Por otro lado, el petróleo amplió una disminución de precio hacia U$S 55 por barril en medio de la escalada de las tensiones comerciales. Las materias primas se vieron sometidas a una presión renovada, y los futuros del mineral de hierro en Singapur cayeron por debajo de los 100 dólares por tonelada.

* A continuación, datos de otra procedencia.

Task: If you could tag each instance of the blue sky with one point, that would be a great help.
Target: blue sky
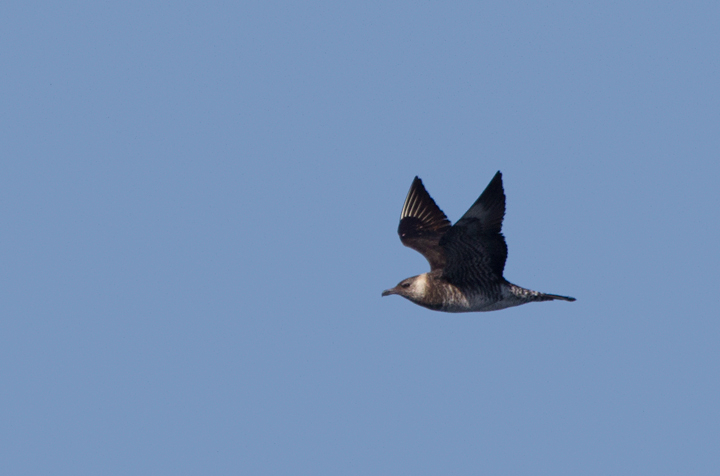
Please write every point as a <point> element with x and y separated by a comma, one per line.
<point>200,204</point>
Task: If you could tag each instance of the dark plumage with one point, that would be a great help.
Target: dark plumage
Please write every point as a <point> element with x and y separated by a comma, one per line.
<point>466,259</point>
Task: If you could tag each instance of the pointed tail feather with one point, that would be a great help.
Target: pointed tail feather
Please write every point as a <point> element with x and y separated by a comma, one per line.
<point>552,297</point>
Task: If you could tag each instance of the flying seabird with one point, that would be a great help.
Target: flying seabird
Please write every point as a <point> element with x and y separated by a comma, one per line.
<point>466,259</point>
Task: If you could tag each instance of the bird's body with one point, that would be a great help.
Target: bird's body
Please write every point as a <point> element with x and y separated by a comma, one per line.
<point>466,259</point>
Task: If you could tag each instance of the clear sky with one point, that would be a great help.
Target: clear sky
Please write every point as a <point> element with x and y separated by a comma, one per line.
<point>199,204</point>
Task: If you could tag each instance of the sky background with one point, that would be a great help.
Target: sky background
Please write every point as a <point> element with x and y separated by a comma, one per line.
<point>199,204</point>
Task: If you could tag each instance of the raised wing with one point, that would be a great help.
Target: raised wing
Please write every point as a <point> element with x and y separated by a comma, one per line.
<point>422,225</point>
<point>475,247</point>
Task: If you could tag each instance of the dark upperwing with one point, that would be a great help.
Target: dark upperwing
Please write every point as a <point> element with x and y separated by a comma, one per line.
<point>423,224</point>
<point>475,247</point>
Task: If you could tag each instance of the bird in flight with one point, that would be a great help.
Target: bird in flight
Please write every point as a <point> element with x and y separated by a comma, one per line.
<point>466,259</point>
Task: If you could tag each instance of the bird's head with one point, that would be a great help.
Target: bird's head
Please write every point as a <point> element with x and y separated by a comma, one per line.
<point>411,288</point>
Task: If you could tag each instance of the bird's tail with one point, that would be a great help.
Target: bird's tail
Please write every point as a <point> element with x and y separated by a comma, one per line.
<point>529,295</point>
<point>552,297</point>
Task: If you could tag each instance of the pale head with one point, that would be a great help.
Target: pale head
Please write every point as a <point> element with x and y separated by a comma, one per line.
<point>413,288</point>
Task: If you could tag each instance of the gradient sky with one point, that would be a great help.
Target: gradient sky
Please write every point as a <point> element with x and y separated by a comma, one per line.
<point>199,207</point>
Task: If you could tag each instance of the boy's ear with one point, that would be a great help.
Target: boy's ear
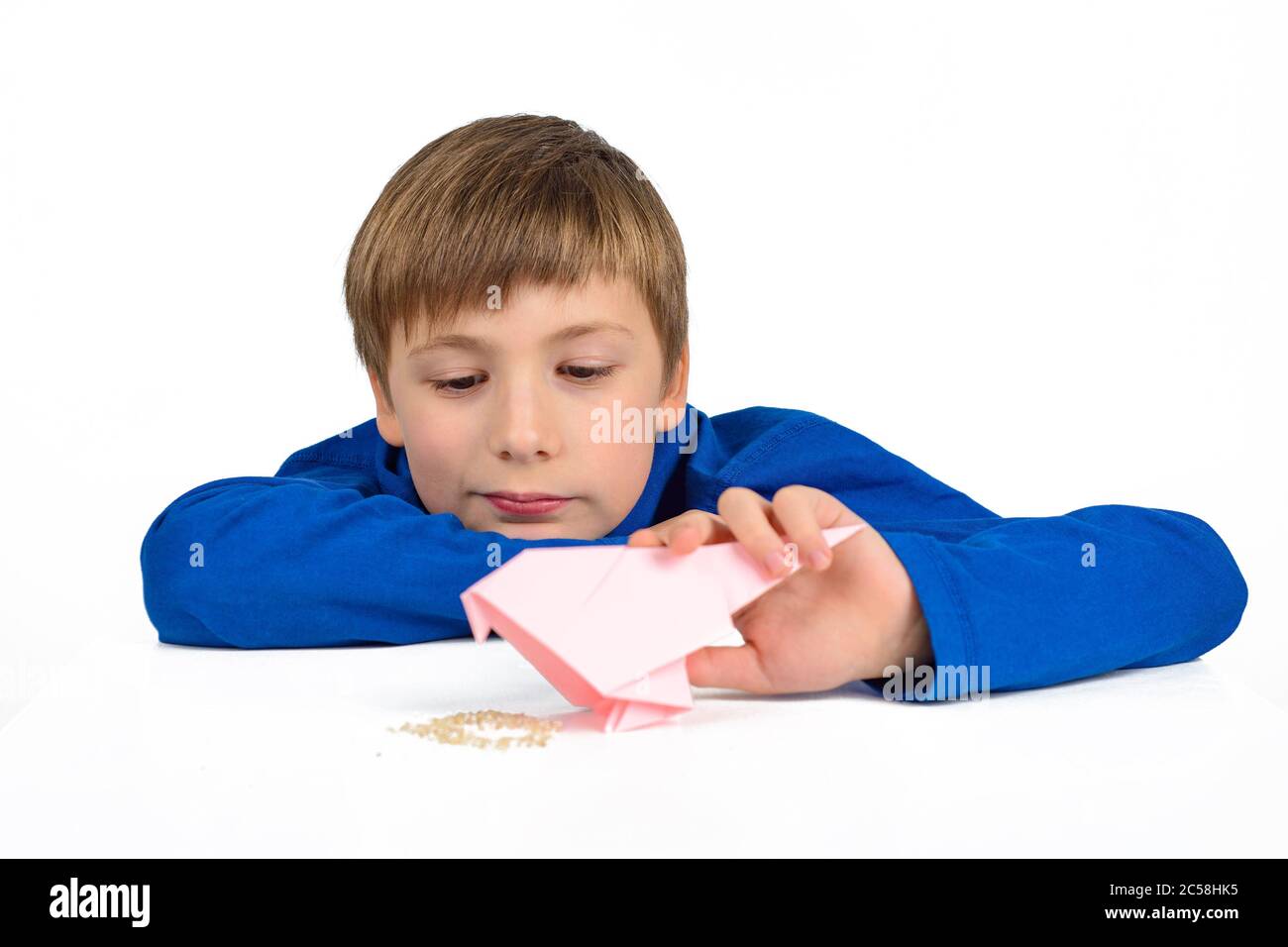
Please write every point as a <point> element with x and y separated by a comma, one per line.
<point>677,394</point>
<point>386,421</point>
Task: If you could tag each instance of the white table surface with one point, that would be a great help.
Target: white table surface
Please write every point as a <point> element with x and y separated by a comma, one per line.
<point>147,750</point>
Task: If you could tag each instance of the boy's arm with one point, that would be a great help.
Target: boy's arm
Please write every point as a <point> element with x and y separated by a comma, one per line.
<point>316,558</point>
<point>1044,599</point>
<point>1021,594</point>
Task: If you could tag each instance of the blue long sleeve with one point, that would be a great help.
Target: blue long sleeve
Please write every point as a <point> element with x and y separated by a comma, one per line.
<point>1035,599</point>
<point>334,549</point>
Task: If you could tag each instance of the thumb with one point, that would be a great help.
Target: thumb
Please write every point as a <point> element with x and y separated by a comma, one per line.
<point>719,665</point>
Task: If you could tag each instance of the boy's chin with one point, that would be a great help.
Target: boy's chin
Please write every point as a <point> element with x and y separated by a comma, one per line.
<point>548,530</point>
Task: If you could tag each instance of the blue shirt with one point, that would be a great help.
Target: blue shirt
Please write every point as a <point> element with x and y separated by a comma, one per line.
<point>336,548</point>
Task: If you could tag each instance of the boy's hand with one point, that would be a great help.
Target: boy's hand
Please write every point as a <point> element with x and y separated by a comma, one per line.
<point>848,613</point>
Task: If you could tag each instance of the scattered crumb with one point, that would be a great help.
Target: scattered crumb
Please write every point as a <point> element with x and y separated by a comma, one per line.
<point>456,729</point>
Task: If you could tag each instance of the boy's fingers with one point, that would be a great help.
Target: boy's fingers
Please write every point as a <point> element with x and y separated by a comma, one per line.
<point>683,534</point>
<point>804,513</point>
<point>728,667</point>
<point>644,538</point>
<point>754,522</point>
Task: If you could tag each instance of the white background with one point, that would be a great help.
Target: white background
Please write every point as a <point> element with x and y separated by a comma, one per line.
<point>1035,249</point>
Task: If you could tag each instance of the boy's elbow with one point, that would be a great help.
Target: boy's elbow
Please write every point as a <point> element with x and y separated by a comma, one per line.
<point>167,589</point>
<point>1216,579</point>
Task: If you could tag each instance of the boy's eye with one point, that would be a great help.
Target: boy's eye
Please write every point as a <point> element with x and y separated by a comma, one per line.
<point>579,372</point>
<point>452,384</point>
<point>593,371</point>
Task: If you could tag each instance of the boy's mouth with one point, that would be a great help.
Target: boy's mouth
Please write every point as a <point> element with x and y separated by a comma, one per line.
<point>527,504</point>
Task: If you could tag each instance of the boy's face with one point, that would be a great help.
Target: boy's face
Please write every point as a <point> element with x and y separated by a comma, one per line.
<point>503,405</point>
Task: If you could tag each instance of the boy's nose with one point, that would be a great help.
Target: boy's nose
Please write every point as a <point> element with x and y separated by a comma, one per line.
<point>524,428</point>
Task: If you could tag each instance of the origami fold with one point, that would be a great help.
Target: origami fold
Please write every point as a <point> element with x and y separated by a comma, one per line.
<point>610,626</point>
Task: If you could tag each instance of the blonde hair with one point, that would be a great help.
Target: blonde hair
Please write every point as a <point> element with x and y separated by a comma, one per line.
<point>503,201</point>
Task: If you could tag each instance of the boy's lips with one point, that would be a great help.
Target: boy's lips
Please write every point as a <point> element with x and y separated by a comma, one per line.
<point>527,504</point>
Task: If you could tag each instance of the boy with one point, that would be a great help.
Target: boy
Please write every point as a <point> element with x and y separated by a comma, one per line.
<point>519,281</point>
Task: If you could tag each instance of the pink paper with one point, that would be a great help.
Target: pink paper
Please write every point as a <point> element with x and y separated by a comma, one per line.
<point>609,626</point>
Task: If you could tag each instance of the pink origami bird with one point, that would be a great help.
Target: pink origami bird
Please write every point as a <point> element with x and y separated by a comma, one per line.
<point>609,626</point>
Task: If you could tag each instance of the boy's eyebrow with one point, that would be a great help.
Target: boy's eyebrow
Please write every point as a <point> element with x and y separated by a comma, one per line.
<point>471,343</point>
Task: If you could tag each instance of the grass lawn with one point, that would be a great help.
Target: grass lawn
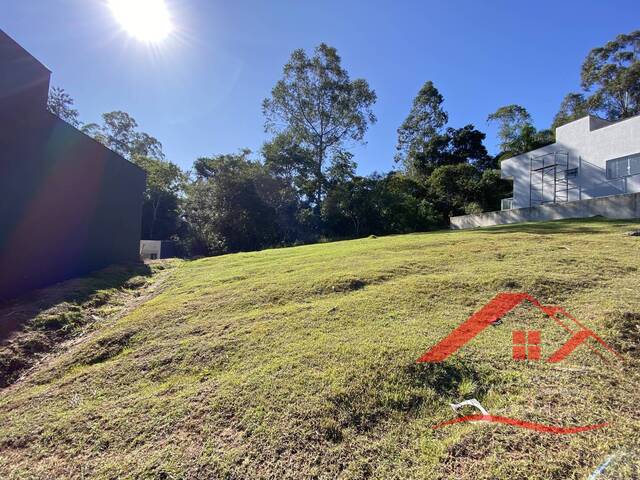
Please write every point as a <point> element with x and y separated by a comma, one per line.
<point>300,363</point>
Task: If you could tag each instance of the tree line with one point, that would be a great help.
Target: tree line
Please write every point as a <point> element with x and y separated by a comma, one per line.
<point>302,185</point>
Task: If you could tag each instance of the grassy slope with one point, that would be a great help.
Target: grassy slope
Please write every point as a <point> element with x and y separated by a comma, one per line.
<point>300,362</point>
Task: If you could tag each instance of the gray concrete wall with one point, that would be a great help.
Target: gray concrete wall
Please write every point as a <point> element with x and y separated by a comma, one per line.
<point>68,205</point>
<point>590,142</point>
<point>616,206</point>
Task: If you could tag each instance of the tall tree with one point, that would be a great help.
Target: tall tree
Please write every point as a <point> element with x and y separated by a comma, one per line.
<point>573,106</point>
<point>516,131</point>
<point>426,119</point>
<point>165,181</point>
<point>453,146</point>
<point>226,207</point>
<point>119,132</point>
<point>612,75</point>
<point>61,104</point>
<point>320,106</point>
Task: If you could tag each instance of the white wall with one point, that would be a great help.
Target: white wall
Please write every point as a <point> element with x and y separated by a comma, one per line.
<point>148,247</point>
<point>590,142</point>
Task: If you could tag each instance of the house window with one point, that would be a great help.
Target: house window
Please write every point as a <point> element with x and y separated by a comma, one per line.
<point>623,167</point>
<point>571,173</point>
<point>526,345</point>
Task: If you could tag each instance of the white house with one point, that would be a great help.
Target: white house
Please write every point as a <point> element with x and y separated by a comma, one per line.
<point>593,168</point>
<point>591,158</point>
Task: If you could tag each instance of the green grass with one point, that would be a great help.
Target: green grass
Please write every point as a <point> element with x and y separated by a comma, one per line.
<point>300,363</point>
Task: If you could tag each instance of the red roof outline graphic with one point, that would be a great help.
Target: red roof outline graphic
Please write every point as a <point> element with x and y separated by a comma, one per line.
<point>499,306</point>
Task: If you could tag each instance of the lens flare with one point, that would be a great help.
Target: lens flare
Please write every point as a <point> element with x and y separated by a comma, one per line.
<point>147,20</point>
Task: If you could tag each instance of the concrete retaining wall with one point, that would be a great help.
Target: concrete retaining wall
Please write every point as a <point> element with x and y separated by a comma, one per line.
<point>615,206</point>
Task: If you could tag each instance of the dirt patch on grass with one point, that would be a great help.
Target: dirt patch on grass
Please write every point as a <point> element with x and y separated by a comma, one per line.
<point>40,322</point>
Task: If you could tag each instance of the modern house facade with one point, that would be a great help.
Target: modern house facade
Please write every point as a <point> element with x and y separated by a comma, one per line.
<point>593,168</point>
<point>68,205</point>
<point>156,249</point>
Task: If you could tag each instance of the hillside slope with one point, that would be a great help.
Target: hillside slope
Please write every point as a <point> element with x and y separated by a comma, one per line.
<point>300,363</point>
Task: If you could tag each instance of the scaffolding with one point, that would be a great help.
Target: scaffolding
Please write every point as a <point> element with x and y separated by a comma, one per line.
<point>549,178</point>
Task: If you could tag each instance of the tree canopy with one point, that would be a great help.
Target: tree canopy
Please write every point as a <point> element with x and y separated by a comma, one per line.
<point>320,107</point>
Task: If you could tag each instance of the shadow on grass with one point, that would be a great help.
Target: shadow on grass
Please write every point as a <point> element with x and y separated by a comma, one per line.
<point>93,288</point>
<point>35,323</point>
<point>579,225</point>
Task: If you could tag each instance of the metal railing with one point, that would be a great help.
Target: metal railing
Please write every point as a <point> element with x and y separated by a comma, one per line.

Estos son algunos eventos clave a tener en cuenta esta semana:

  • Los balances de los gigantes financieros, entre ellos: SoftBank, HSBC, UniCredit, AIG, ABN Amro Bank, Standard Bank, Japan Post Bank.
  • Cinco bancos centrales asiáticos enfrentan decisiones sobre tasas. Los más importantes: India, Australia y Nueva Zelanda.
  • Una serie de formuladores de políticas de la Reserva Federal hablan esta semana. El gobernador Lael Brainard hoy lunes, seguido por el de San Luis James Bullard el martes y Charles Evans de Chicago un día después. Todos votan en las decisiones de la Fed».

El nerviosismo que se trasunta detrás del profesionalismo de Bloomberg toca sobre todo a quienes tienen o manejan sumas importantes en los grandes fondos de inversión globales. No es la mayoría de los lectores de AgendAR. Pero… las consecuencias nos tocan a todos.

Algunas reflexiones rápidas: La República Popular China está usando -o permitiendo- lo que alguien llamó su «bala de plata» contra los aranceles de Trump: deja devaluar su moneda, y se hace aún más competitiva. Tiene un costo: su propio sistema financiero se desordena.

En nuestro caso, se necesitará mejor muñeca que la que mostró en los últimos años el equipo del gobierno para navegar la tormenta financiera. A más largo plazo: si la guerra comercial con EE.UU. hace que se mantenga firme la decisión china de no comprar sus granos, esto nos abre aún más un mercado de 1.400 millones de clientes. Leer la nota sobre el mercado chino que publicamos hace 24 horas.

Pero el gobierno argentino deberá tener muy en cuenta las posibles reacciones de Trump. Macri depende por completo de su buena voluntad para que el FMI le siga permitiendo usar sus fondos para contener al dólar. Y una posible administración de Alberto Fernández lo menos que necesitará es aumentar la hostilidad de EE.UU.